If $\|Tv\|=\|T^*v\|$ for all $v\in V$, then $T$ is a normal operator

Question

I have solved a question but I am not sure the last step of the question. If someone can verify it that would be great.

Let $V$ be a finite dimensional vector space with complex inner product. Let $T: V \rightarrow V$ be a linear transformation. If $\forall v\in V$, $\|Tv\|=\|T^*v\|$ then $T$ is a normal operator.

So what I did is,

Since $\forall v \in V$, $\|Tv\|=\|T^*v\|$, we will have $\forall v \in V$, $\langle Tv,Tv\rangle =\langle v,T^*Tv\rangle $ on the other hand $\forall v \in V$, $\langle T^*v,T^*v\rangle =\langle v,TT^*v\rangle $ and therefore $$\langle v,T^*Tv\rangle =\langle v,TT^*v\rangle \Rightarrow \langle v,(T^*T-TT^*)v\rangle =0\Rightarrow T^*T-TT^*=0 \Rightarrow T^*T=TT^*.$$ And therefore the operator is normal.

But then I started thinking, why can I actually say that the last two implications are correct? Can't be $T^*T-TT^*$ , the operator which sends v to it's perpendicular vector? Why wouldn't that be possible? I tried to answer this question but I couldn't.

I would be happy if someone can help me answer this question. Thanks!

(Reminder: Just in case we have different notations $T^*$ is the adjoint operator)

Answer 1

You have to show that $$ \langle Sv,v\rangle =0 \quad \forall v\in V $$ implies $S=0$.

To prove this one has to use polarization identities. In the complex case this works for a general mapping $S$. In the real case, this holds only for self-adjoint $S$. However, the mapping $T^*T-TT^*$ is self-adjoint.

Answer 2

Suppose that $X$ is a complex inner-product space, and that $B(\cdot,\cdot)$ is a complex function on $X\times X$ such that $B$ is linear in the first coordinate and conjugate-linear in the second coordinate. Then $$ B(x,y) = \frac{1}{4}\sum_{n=0}^{3}i^{n}B(x+i^{n}y,x+i^{n}y). $$ A special case is the inner-product $B(x,y)=(x,y)$, which gives the usual polarization identity. If $B$ and $C$ are two such forms with the same trace $B(x,x)=C(x,x)$ for all $x\in X$, then $B=C$ because $B(x,y)=C(x,y)$ for all $x,y \in X$.

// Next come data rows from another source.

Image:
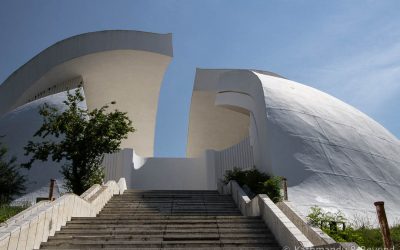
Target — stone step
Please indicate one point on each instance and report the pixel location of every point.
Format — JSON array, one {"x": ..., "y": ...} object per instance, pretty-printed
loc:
[
  {"x": 170, "y": 213},
  {"x": 163, "y": 222},
  {"x": 140, "y": 231},
  {"x": 175, "y": 217},
  {"x": 167, "y": 220},
  {"x": 178, "y": 248},
  {"x": 155, "y": 237},
  {"x": 161, "y": 226},
  {"x": 97, "y": 244}
]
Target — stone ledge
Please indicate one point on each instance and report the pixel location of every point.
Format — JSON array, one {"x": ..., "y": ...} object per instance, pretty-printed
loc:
[{"x": 33, "y": 226}]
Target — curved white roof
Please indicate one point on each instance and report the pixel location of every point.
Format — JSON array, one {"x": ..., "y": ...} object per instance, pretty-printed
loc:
[
  {"x": 332, "y": 154},
  {"x": 115, "y": 65}
]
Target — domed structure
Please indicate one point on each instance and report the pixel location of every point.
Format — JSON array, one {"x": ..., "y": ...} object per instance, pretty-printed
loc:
[
  {"x": 116, "y": 65},
  {"x": 333, "y": 155}
]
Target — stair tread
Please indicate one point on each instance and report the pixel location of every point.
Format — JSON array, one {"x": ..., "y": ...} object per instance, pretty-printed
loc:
[{"x": 167, "y": 219}]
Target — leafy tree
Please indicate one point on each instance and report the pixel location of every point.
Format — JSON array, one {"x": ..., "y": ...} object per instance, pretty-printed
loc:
[
  {"x": 11, "y": 181},
  {"x": 84, "y": 137},
  {"x": 258, "y": 182}
]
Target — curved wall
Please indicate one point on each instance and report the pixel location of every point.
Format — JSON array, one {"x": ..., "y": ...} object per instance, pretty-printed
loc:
[
  {"x": 122, "y": 66},
  {"x": 333, "y": 155}
]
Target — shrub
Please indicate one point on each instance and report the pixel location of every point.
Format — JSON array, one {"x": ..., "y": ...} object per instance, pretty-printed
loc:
[
  {"x": 85, "y": 136},
  {"x": 258, "y": 182},
  {"x": 364, "y": 236},
  {"x": 11, "y": 181},
  {"x": 7, "y": 211}
]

If $A$ and $B$ are linear operators on the complex inner-product space $X$ for which $(Ax,x)=(Bx,x)$ for all $x$, then $A=B$ because $(Ax-Bx,y)=0$ for all $x$, $y$.

So, in your case, $\|Tx\|^{2}=\|T^{\star}x\|^{2}$ for all $x\in X$ implies $$ (T^{\star}Tx,x)=(TT^{\star}x,x), \;\;\; x \in X, $$ So $T^{\star}T=TT^{\star}$ follows for a complex space.

Real spaces are different. There are easy-to-find operators linear operators on $\mathbb{R}^{2}$ such that $(Ax,x)=0$ for all $x$, even though $x \ne 0$. For example, let $R$ be the 90-degree rotation about the origin. Then $Rx \perp x$ for all $x$, which means $(Rx,x)=0$ for all $x$, even though $R\ne 0$. If you know that $(Ax,x)=(Bx,x)$ for all $x$ and if $A$, $B$ are symmetric (i.e., $(Ax,y)=(x,Ay)$ for all $x,y$,) then $A=B$. And that's a useful result on real spaces.